TCP x 5G: Mind the Gap
While we’ve been working on both TCP congestion control and wireless networking for some time, only recently did we start to look at the interactions between the two. This week’s newsletter looks at this intersection, which is a prime example of how systems thinking can be applied.
As we tie up the loose ends in the TCP Congestion Control book, I found myself reviewing the literature on optimizing TCP for wireless networks, and wondering if 5G is going to change the equation. The short answer, I believe, is yes, but the reason for that (and the history behind that reason) is fascinating. The place you have to start is to recognize that the mobile cellular network and the Internet evolved in parallel, with each treating the other as an opaque box. Each generation of the cellular network admitted a few more Internet-based mechanisms into its internal structure, but 5G is now embracing some of the best practices in building scalable Internet services. That puts us on the cusp of finally being able bridge the gap between these two global networks. By applying a systems view to the increasingly common case where TCP runs over wireless links, we can stop treating the Internet and 5G as distinct worlds, and improve the end-to-end performance of the overall system.
Both networks provide global connectivity, with the Internet traditionally treating the cellular network as an opaque last-hop technology, and the global cellular network using the Internet as a backbone interconnecting RAN aggregation points around the world. From the perspective of the TCP congestion control algorithm trying to find the available end-to-end bandwidth, the RAN has always been problematic. This is for three main reasons: (1) the wireless link has typically been the bottleneck in the end-to-end path due to the scarcity of radio spectrum, (2) the bandwidth available in the RAN can be highly variable due to a combination of device mobility and environmental factors, and (3) this environmental variability can also lead to the basestation retransmitting corrupted segments, which results in variable latency.

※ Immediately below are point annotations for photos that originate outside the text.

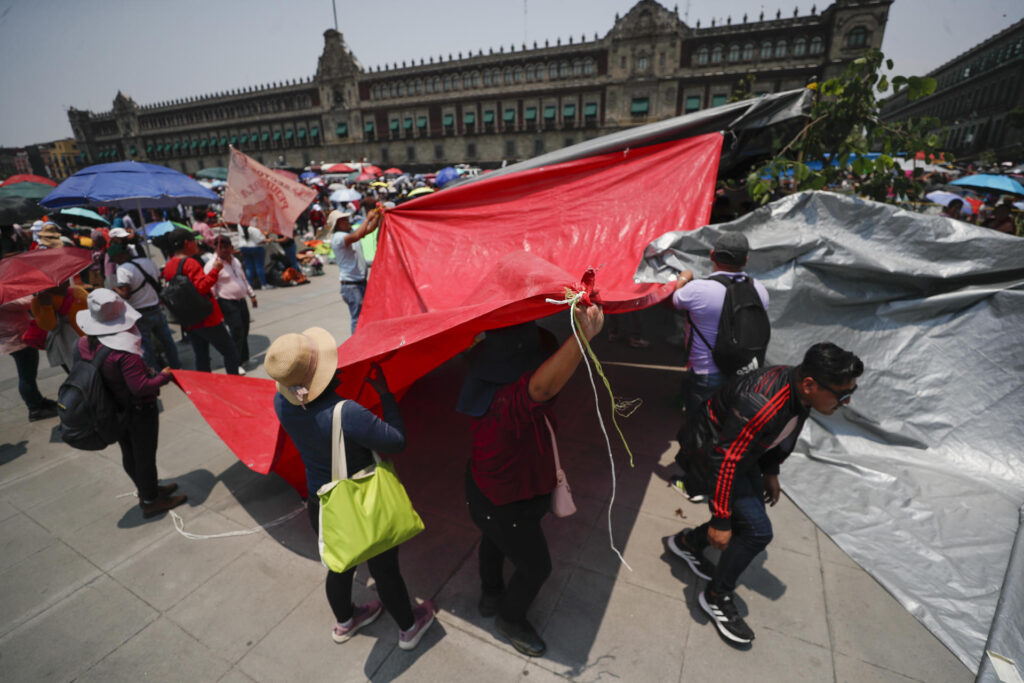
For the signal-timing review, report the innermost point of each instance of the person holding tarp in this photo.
(734, 447)
(514, 375)
(304, 367)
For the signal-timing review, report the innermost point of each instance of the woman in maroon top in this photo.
(511, 384)
(111, 323)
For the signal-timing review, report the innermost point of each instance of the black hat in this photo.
(731, 249)
(177, 238)
(502, 357)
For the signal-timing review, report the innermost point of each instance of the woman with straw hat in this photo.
(305, 368)
(110, 322)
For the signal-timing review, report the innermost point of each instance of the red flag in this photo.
(487, 254)
(257, 196)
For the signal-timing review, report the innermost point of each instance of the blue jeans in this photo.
(201, 339)
(27, 364)
(751, 532)
(155, 323)
(253, 259)
(352, 295)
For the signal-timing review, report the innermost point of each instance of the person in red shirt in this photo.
(513, 379)
(212, 330)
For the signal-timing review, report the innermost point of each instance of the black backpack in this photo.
(90, 416)
(182, 299)
(743, 329)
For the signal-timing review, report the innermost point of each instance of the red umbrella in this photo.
(33, 271)
(28, 177)
(287, 174)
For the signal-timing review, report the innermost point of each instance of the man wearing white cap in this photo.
(137, 282)
(348, 256)
(111, 323)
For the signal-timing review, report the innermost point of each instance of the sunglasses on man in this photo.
(841, 396)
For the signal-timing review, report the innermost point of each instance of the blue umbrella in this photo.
(444, 176)
(1001, 184)
(128, 184)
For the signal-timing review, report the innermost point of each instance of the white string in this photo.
(179, 523)
(180, 526)
(571, 302)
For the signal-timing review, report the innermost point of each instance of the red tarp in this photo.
(487, 254)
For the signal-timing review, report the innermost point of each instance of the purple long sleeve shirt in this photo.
(126, 375)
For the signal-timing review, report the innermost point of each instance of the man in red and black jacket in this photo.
(211, 330)
(734, 449)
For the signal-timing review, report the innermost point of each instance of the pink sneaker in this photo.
(424, 615)
(361, 615)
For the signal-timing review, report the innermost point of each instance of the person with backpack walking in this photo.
(734, 446)
(187, 295)
(727, 329)
(305, 366)
(138, 283)
(112, 335)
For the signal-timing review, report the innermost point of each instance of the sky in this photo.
(60, 53)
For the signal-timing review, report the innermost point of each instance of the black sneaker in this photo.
(723, 614)
(699, 564)
(522, 636)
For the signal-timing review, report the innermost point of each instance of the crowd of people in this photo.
(740, 419)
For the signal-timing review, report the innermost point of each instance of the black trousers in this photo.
(384, 568)
(237, 318)
(511, 531)
(138, 449)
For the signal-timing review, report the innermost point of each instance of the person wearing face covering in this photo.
(110, 322)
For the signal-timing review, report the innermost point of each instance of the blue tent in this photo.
(128, 184)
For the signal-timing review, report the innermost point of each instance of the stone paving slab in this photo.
(91, 591)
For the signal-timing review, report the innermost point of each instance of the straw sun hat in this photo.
(302, 365)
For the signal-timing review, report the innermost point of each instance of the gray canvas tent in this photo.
(921, 479)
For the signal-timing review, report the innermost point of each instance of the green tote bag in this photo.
(364, 515)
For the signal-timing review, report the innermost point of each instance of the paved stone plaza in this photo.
(92, 592)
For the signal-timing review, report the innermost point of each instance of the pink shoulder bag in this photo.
(561, 497)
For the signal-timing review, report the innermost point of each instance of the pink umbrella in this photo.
(336, 168)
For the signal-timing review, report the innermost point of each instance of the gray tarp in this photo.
(921, 478)
(748, 125)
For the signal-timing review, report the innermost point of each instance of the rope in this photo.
(180, 526)
(571, 299)
(179, 523)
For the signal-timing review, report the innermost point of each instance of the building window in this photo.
(857, 37)
(639, 108)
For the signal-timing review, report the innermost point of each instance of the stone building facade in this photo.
(974, 96)
(484, 109)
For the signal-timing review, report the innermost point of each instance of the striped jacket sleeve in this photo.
(739, 446)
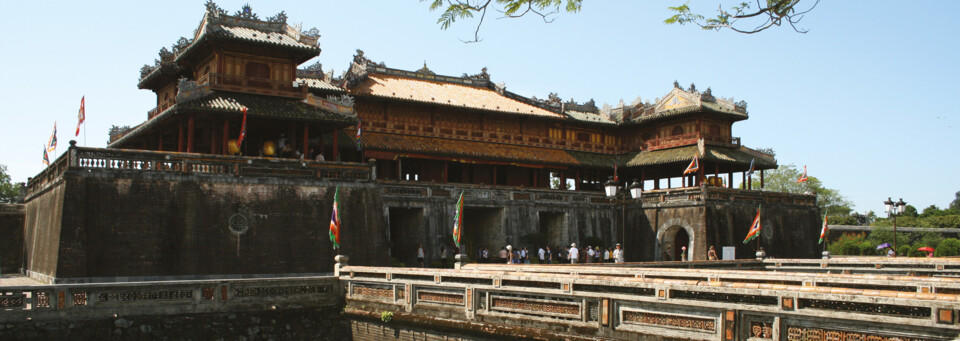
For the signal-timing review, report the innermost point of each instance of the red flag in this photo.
(694, 165)
(803, 177)
(81, 115)
(335, 219)
(754, 228)
(243, 128)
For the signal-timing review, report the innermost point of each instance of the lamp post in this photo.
(893, 209)
(611, 188)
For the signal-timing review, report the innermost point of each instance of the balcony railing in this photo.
(243, 82)
(688, 139)
(92, 159)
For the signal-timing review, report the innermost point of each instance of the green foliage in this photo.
(9, 192)
(784, 179)
(843, 220)
(462, 9)
(948, 248)
(772, 13)
(533, 240)
(386, 316)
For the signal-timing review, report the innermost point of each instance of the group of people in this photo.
(546, 255)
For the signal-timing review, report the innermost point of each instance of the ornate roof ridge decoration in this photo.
(681, 100)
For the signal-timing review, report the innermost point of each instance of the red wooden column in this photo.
(190, 134)
(226, 136)
(336, 135)
(180, 136)
(306, 140)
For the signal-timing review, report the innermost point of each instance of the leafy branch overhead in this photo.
(743, 18)
(461, 9)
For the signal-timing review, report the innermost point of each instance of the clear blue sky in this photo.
(865, 99)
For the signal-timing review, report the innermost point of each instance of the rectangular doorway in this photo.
(405, 234)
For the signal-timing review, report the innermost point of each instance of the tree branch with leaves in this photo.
(461, 9)
(743, 18)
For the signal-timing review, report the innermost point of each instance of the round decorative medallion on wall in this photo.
(238, 224)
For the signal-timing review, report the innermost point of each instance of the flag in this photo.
(46, 159)
(243, 128)
(335, 220)
(359, 125)
(81, 115)
(754, 228)
(458, 220)
(52, 144)
(803, 176)
(823, 232)
(694, 165)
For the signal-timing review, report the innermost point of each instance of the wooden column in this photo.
(306, 141)
(190, 133)
(180, 136)
(226, 136)
(336, 137)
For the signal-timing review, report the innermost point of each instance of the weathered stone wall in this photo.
(136, 224)
(495, 218)
(293, 324)
(788, 231)
(11, 245)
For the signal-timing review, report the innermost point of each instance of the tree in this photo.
(460, 9)
(784, 179)
(9, 192)
(741, 17)
(773, 13)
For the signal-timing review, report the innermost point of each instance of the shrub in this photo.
(948, 247)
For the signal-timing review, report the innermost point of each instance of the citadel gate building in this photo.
(176, 195)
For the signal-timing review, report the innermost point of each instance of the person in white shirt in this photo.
(574, 253)
(618, 254)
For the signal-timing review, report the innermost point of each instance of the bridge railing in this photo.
(710, 305)
(103, 300)
(84, 158)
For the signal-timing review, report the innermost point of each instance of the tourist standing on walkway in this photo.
(420, 255)
(618, 254)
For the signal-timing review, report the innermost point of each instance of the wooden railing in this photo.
(620, 303)
(688, 139)
(84, 158)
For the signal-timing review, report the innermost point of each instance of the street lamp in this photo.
(611, 188)
(893, 209)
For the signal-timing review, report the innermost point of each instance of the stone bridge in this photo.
(864, 299)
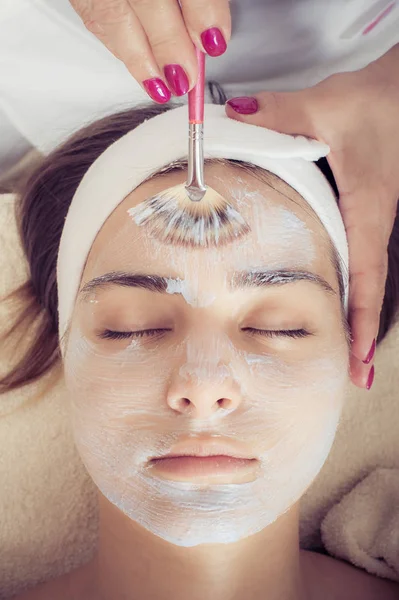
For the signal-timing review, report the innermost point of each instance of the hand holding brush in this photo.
(192, 213)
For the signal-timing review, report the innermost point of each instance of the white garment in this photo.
(55, 76)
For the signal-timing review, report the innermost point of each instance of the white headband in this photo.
(163, 139)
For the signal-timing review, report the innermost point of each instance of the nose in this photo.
(201, 397)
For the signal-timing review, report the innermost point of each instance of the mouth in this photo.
(202, 447)
(210, 460)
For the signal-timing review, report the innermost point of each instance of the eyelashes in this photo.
(156, 333)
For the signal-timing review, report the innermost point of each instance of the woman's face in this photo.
(245, 341)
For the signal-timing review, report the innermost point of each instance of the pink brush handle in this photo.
(196, 96)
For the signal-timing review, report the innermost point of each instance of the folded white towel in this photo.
(364, 527)
(48, 508)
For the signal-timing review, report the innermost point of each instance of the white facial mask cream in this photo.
(125, 397)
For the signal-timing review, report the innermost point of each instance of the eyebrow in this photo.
(257, 278)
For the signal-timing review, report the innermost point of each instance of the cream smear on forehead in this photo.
(279, 234)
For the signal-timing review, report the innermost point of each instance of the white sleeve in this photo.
(55, 76)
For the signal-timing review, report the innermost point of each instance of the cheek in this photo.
(115, 387)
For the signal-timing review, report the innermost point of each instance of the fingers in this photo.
(361, 375)
(154, 38)
(286, 112)
(363, 214)
(208, 23)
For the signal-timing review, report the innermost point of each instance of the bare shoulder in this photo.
(338, 580)
(71, 586)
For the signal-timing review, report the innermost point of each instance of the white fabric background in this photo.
(55, 75)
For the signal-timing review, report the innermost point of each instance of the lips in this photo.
(206, 447)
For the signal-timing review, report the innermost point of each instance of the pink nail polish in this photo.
(245, 105)
(177, 79)
(370, 355)
(157, 90)
(213, 41)
(370, 378)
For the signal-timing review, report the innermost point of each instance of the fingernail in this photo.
(371, 378)
(245, 105)
(157, 90)
(213, 41)
(177, 79)
(370, 355)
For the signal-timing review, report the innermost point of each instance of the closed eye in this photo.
(123, 335)
(271, 333)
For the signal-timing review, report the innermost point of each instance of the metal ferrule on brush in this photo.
(195, 185)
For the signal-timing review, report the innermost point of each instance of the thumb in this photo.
(286, 112)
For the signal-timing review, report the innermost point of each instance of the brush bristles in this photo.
(172, 217)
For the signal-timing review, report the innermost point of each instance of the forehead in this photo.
(284, 230)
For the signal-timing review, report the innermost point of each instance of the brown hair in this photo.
(43, 198)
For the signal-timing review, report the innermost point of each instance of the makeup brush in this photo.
(192, 214)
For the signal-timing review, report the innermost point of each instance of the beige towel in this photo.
(48, 510)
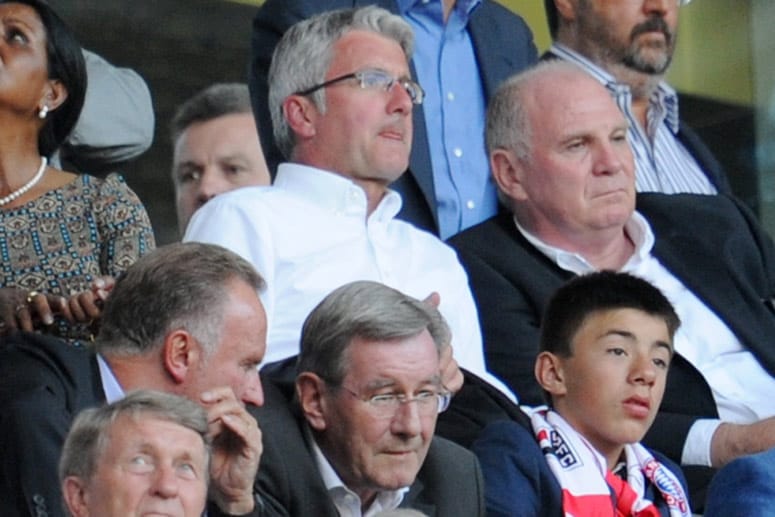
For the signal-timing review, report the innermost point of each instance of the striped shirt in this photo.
(662, 163)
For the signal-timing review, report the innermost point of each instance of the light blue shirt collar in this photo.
(110, 385)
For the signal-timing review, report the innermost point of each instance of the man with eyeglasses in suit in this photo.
(341, 96)
(358, 437)
(627, 45)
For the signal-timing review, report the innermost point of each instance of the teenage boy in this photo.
(606, 343)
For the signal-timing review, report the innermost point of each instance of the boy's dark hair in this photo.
(552, 17)
(582, 296)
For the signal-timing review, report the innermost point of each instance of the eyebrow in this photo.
(629, 336)
(387, 383)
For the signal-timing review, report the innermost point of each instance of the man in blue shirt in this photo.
(447, 187)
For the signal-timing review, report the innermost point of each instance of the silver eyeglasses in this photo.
(385, 405)
(374, 79)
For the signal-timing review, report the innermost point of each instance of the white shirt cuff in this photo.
(697, 446)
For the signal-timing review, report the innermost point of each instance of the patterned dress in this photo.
(59, 242)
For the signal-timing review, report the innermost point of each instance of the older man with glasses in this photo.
(341, 97)
(359, 437)
(627, 45)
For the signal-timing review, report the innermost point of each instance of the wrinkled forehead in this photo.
(358, 49)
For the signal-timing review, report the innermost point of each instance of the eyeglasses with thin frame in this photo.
(385, 405)
(374, 79)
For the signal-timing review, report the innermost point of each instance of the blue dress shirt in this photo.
(454, 109)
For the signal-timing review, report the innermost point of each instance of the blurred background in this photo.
(723, 70)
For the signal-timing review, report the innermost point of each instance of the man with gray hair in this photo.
(341, 101)
(214, 138)
(570, 185)
(184, 319)
(147, 453)
(356, 436)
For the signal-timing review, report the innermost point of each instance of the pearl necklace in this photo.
(27, 186)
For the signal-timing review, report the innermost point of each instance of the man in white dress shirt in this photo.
(341, 98)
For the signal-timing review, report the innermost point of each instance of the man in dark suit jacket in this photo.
(570, 187)
(628, 47)
(503, 45)
(360, 433)
(184, 319)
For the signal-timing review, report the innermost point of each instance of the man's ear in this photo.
(566, 9)
(181, 354)
(508, 173)
(54, 94)
(74, 494)
(311, 391)
(301, 115)
(550, 374)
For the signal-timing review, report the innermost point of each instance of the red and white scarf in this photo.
(589, 488)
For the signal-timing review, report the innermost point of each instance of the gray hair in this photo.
(215, 101)
(367, 310)
(89, 435)
(508, 125)
(178, 286)
(305, 52)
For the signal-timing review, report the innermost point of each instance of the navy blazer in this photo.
(44, 384)
(503, 44)
(713, 244)
(518, 480)
(289, 484)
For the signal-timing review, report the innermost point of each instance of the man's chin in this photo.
(650, 61)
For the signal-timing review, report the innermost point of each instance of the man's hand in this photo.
(730, 441)
(87, 306)
(451, 376)
(28, 310)
(236, 451)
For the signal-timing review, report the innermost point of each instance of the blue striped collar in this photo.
(664, 100)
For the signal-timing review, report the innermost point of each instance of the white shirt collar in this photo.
(110, 385)
(341, 495)
(636, 228)
(334, 192)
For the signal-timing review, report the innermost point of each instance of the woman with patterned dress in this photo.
(63, 236)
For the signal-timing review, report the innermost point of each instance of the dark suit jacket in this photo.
(696, 147)
(44, 384)
(744, 487)
(449, 482)
(518, 480)
(503, 44)
(713, 244)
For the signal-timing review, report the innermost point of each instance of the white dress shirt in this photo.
(346, 501)
(742, 388)
(309, 233)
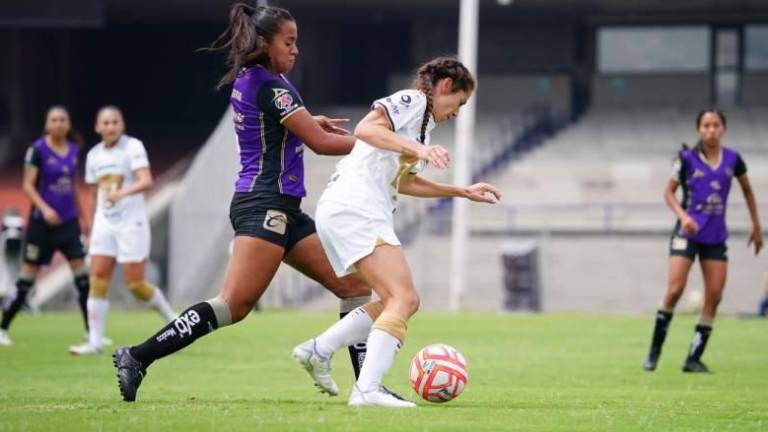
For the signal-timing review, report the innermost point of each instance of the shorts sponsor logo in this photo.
(32, 252)
(184, 324)
(679, 243)
(275, 221)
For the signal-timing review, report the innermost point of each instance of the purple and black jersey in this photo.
(271, 157)
(55, 178)
(705, 191)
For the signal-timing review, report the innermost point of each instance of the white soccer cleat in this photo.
(377, 397)
(319, 368)
(85, 349)
(5, 340)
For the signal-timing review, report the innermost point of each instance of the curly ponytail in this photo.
(247, 37)
(433, 71)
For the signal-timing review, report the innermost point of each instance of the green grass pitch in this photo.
(527, 373)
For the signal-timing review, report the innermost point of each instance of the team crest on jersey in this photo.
(283, 101)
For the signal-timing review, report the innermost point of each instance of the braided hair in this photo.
(433, 71)
(250, 31)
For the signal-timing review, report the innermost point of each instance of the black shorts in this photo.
(275, 218)
(681, 246)
(42, 240)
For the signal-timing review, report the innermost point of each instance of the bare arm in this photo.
(686, 221)
(756, 236)
(376, 130)
(418, 186)
(304, 126)
(28, 186)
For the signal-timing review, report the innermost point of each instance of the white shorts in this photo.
(349, 234)
(128, 244)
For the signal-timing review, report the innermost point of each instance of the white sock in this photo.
(160, 304)
(382, 348)
(353, 328)
(97, 318)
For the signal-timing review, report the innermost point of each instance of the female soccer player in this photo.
(50, 172)
(705, 173)
(355, 222)
(272, 126)
(119, 169)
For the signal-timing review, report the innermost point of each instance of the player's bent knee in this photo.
(393, 324)
(99, 288)
(142, 290)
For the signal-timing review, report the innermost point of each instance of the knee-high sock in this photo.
(383, 344)
(192, 324)
(83, 286)
(23, 286)
(351, 330)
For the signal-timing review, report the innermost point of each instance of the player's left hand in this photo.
(331, 125)
(757, 238)
(483, 192)
(114, 196)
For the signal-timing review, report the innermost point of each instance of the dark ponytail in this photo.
(433, 71)
(250, 31)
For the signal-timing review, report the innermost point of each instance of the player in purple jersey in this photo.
(272, 125)
(50, 179)
(705, 173)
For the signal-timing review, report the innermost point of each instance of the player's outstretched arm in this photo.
(418, 186)
(756, 236)
(310, 130)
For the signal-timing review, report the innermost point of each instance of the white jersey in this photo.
(113, 168)
(368, 178)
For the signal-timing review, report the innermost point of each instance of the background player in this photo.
(272, 126)
(705, 173)
(119, 169)
(55, 219)
(355, 221)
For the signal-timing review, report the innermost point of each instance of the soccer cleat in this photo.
(377, 397)
(130, 373)
(651, 361)
(319, 368)
(85, 349)
(5, 340)
(695, 366)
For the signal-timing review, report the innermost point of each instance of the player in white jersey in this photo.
(118, 168)
(355, 222)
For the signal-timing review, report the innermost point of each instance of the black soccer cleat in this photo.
(130, 373)
(695, 366)
(651, 361)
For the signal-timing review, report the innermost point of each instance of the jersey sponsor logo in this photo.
(283, 101)
(276, 221)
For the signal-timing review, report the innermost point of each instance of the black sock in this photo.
(83, 285)
(663, 318)
(22, 289)
(699, 342)
(356, 352)
(193, 323)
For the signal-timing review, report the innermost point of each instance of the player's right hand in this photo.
(436, 155)
(51, 217)
(689, 225)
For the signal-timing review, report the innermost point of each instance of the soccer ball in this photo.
(439, 373)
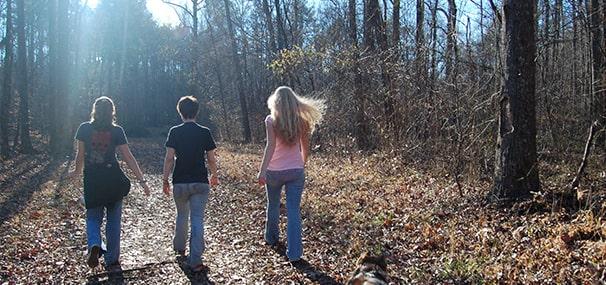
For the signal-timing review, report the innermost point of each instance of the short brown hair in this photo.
(188, 107)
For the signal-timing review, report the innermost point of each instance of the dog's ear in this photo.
(362, 257)
(382, 262)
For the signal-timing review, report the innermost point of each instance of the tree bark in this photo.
(420, 48)
(451, 39)
(598, 101)
(396, 24)
(240, 81)
(353, 26)
(59, 137)
(281, 31)
(26, 143)
(516, 172)
(270, 26)
(7, 88)
(434, 41)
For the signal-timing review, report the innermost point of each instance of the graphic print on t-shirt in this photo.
(100, 142)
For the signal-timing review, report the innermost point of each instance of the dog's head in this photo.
(372, 270)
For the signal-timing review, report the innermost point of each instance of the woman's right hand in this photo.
(261, 178)
(166, 187)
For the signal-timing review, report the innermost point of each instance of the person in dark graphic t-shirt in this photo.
(98, 140)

To further complicate matters, the internals of the RAN have been largely closed and proprietary, with vendors treating their radio scheduling algorithms as a critical piece of their intellectual property. Researchers have experimentally observed that there is significant buffering at the edge, presumably to absorb the expected contention for the radio link, and yet keeping sufficient work "close by" for whenever capacity does open up. (For example see a paper by Haiqing Jiang and colleagues in the 2012 CellNet Workshop.) This large buffer is an instance of bufferbloat, which is problematic for TCP because it causes the sender to overshoot the actual bandwidth available on the radio link, and in the process, introduces significant delay and jitter.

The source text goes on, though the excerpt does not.